通常、被疑者が容疑を否認していない場合、保釈は認められやすいといわれる。ところが、逮捕されたNHK党党首の立花孝志被告に関しては、兵庫県警と検察は異例とも思える保釈不許可を維持。その姿勢からは、県警と地検の「本気度」が伺える。
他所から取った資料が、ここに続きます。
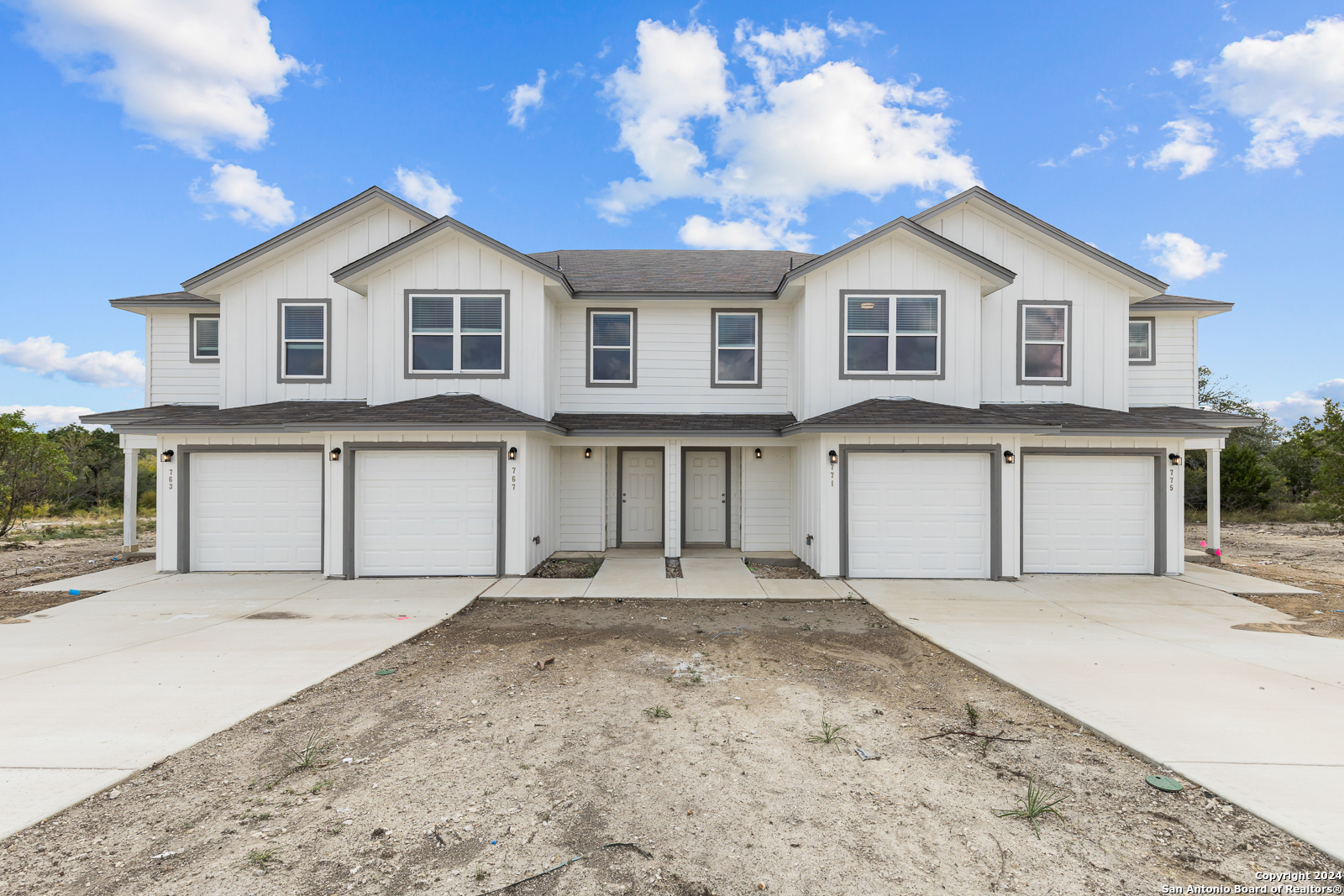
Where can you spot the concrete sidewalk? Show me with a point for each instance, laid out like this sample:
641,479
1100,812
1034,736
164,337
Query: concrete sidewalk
1155,664
96,689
立花被告は、亡くなった元兵庫県議会議員・竹内英明氏への名誉毀損容疑などで11月9日に逮捕、28日に起訴されたが、リーダーを失ったNHK党からは、斉藤健一郎参院議員らが離党。舵取りもままならぬ中、亡くなった竹内氏の妻が改めて「示談はしない」と明言。保釈申請が認められないまま、来年の初公判まで勾留が続くだろう、というのが大方の司法関係者の見方だ。
司法ジャーナリストが解説する。
「一般的な政治資金規正法違反や公選法違反の事件と比べ、今回の立花氏に対する捜査は異常なほど綿密です。地検が立花氏を狙い撃ちにする背景には、彼が長年にわたって執拗に追及してきた『NHKのタブー』、それに連なる『政界のタブー』がなんらかの形で関係していることは間違いないでしょう。彼は単なるアウトサイダーではなく、既存の権力構造、特にNHKという巨大な既得権益を揺るがす存在だったこともあり、政界の一部から検察側に強い要請があったと考えても、なんら不思議はないと思います」
立花被告が仮に有罪となった場合、その政治活動は事実上、停止に追い込まれる。となれば、その存在を疎ましく思う勢力にとっては、まさに一石二鳥。
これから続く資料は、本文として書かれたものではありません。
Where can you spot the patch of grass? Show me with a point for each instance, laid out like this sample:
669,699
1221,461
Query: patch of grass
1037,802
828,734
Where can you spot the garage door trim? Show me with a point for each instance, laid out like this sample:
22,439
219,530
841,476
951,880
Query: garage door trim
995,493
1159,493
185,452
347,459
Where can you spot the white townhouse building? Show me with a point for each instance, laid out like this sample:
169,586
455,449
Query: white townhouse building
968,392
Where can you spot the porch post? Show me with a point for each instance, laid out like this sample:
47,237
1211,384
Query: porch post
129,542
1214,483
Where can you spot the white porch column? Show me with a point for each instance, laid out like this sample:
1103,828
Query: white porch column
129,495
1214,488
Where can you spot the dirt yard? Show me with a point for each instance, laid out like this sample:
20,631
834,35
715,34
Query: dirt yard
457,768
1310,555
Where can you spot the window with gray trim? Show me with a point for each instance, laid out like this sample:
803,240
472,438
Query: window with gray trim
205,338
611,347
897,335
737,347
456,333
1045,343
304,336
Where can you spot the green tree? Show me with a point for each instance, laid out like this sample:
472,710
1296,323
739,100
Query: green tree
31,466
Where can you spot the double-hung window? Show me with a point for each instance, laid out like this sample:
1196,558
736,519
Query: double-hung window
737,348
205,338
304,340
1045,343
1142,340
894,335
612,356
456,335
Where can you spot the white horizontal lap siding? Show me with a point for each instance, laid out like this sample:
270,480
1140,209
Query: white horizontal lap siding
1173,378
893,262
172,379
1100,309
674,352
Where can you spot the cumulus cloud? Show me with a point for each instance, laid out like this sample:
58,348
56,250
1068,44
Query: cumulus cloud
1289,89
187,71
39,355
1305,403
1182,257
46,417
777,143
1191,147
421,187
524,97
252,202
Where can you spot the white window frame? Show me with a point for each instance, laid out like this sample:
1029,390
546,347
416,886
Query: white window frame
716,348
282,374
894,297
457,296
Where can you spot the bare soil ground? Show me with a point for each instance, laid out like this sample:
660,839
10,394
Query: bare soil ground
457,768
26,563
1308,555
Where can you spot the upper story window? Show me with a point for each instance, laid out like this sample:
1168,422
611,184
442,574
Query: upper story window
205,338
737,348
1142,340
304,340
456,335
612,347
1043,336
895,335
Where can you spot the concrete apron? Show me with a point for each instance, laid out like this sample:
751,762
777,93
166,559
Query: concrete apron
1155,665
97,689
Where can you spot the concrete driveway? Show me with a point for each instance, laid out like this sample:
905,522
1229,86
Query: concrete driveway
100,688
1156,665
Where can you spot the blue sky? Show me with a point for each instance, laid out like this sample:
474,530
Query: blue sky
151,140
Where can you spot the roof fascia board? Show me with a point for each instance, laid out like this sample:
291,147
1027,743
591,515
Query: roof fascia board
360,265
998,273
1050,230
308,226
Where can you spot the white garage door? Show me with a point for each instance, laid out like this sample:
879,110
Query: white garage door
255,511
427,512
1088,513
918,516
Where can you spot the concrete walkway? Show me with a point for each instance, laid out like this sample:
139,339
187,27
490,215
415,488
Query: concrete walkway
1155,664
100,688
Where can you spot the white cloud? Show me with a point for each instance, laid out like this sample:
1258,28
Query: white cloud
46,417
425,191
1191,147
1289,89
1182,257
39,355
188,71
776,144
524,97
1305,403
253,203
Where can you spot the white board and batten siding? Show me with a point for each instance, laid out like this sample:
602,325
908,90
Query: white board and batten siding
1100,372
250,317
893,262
ただ、これまでにも奇抜な言動と既存政治への挑戦で、世間の耳目を集めてきた立花被告にとって、今回の刑事事件化は政治家人生における最大のヤマ場となる。
「立花氏はかねてから『私は捕まってもいい。むしろ、捕まることで国民が目を覚ますなら本望だ』と公言してきましたからね。つまり、常に世論に訴えることを行動原理としてきた立花氏にとって、有罪か無罪かという裁判の結果は二の次。裁判そのものが、彼の『最後の劇場型選挙活動』になることでしょう」(前出・司法ジャーナリスト)
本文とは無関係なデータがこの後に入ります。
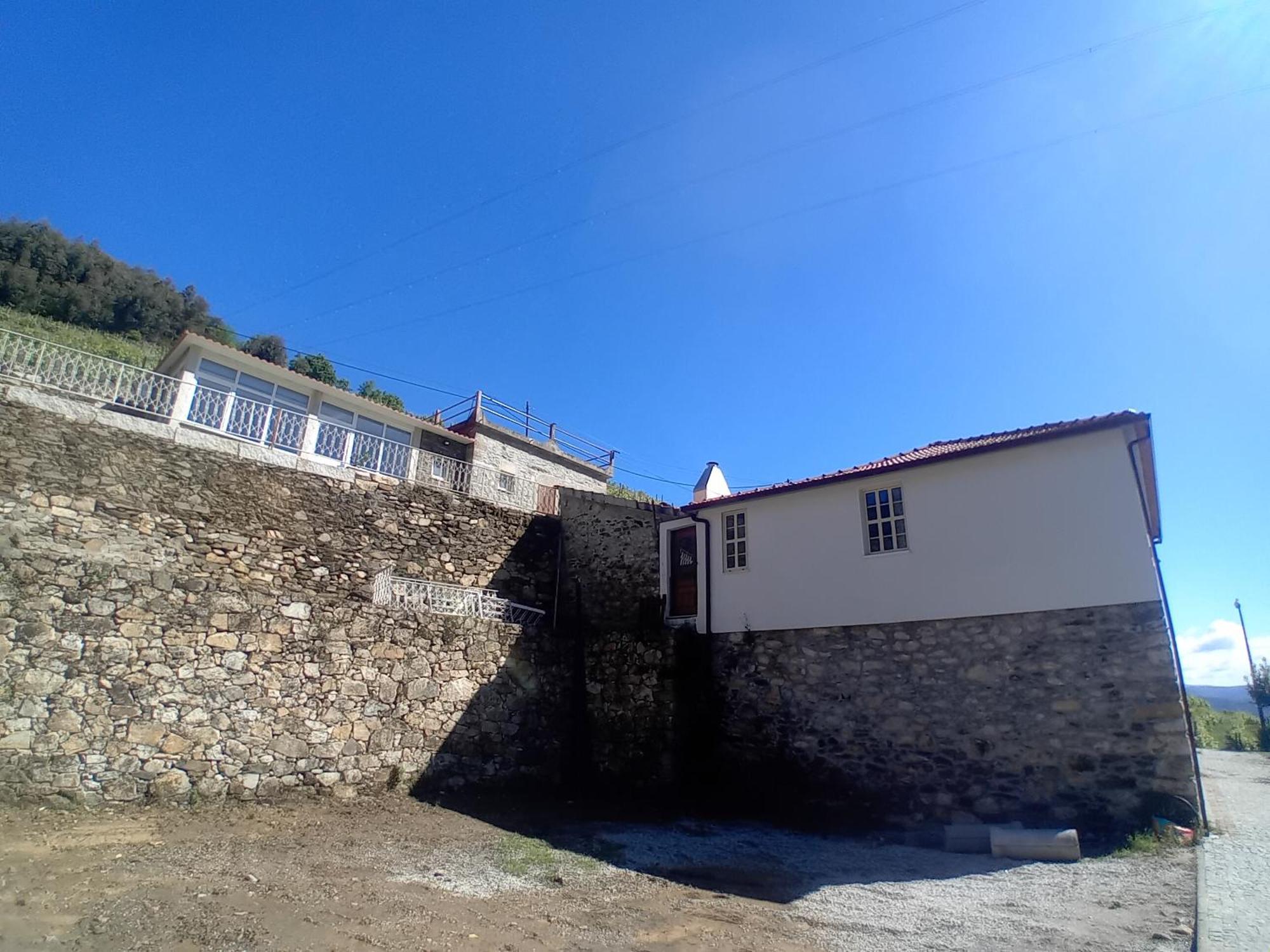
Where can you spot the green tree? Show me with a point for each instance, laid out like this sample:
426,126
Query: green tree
45,274
1259,691
267,347
321,369
371,392
624,492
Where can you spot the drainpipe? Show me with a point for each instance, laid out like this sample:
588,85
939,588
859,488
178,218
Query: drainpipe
1173,634
707,525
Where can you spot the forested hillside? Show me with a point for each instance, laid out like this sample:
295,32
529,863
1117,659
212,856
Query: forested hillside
72,293
43,272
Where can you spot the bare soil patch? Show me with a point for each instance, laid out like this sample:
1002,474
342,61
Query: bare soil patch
394,874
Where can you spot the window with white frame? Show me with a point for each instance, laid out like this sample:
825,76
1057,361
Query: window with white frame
246,406
736,543
886,525
366,444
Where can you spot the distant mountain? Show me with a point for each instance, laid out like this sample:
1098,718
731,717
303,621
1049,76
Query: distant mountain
1225,699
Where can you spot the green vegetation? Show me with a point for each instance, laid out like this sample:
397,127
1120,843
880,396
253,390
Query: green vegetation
624,492
267,347
130,350
74,294
1224,731
371,392
537,860
319,367
43,272
1149,843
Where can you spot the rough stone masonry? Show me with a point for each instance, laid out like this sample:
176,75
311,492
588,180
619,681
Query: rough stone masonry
176,623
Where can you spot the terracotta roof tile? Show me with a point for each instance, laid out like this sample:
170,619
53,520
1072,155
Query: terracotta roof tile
946,450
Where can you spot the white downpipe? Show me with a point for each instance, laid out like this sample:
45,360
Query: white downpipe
185,402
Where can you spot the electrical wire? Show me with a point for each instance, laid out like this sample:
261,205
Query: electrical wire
805,210
820,139
613,148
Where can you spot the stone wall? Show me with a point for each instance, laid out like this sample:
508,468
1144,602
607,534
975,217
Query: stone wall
610,609
1048,717
177,619
502,450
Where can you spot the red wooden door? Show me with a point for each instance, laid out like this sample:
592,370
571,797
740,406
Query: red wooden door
684,572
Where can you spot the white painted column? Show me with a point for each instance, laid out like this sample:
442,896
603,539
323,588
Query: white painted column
185,399
309,442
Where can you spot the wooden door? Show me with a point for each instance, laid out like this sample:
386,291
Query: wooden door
684,572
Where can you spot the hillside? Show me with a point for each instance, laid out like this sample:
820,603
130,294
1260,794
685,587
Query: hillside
95,342
1222,731
73,281
1225,697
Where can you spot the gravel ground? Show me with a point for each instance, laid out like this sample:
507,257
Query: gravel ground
1234,906
397,875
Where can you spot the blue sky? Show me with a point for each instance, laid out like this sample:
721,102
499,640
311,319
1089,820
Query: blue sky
248,149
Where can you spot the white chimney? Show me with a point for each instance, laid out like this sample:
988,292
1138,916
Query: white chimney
712,486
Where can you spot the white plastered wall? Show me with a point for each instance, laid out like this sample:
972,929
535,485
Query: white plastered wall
1053,525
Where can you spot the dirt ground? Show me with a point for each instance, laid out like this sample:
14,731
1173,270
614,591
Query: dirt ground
396,874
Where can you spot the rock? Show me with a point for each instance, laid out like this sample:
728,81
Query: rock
148,733
171,788
290,747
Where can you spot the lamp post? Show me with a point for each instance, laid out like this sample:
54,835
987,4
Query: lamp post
1253,668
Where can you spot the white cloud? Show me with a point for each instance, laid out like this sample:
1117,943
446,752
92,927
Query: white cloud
1216,654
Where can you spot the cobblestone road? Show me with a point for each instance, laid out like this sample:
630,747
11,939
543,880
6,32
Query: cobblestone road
1235,887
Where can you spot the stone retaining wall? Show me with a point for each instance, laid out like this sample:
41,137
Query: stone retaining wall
173,620
610,606
1050,717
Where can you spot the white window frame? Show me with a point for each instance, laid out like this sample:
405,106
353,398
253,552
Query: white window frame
737,549
887,516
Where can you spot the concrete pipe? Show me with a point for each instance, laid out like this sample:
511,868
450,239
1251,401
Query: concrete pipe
1036,845
973,837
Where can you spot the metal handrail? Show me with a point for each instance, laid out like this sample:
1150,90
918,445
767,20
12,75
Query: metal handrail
64,369
446,598
485,408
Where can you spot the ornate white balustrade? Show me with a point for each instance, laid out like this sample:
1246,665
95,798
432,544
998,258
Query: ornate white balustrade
185,402
444,598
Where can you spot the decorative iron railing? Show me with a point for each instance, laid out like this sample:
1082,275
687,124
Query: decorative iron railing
444,598
49,365
486,409
123,387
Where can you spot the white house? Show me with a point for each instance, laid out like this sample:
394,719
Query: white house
973,629
1050,517
472,450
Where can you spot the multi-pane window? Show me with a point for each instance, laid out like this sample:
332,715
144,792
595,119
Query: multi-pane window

言うまでもなく法廷は、原則として公開の場である。となれば、立花被告が検察との攻防戦の中で、誰もが息を飲むような「超大型爆弾」を投下する可能性は否定できない。そんな「決定的なモノ」が、裁判の過程で次々に示されたとしたら…。
裁判官は「公判との関連性」を理由に、そうした証拠採用を制限できる。だがそうなれば、立花被告がその制限自体をも「権力による情報隠蔽だ」と世論に訴えるかもしれない。それとも検察の「本気度」が、立花被告を黙らせてしまうのか。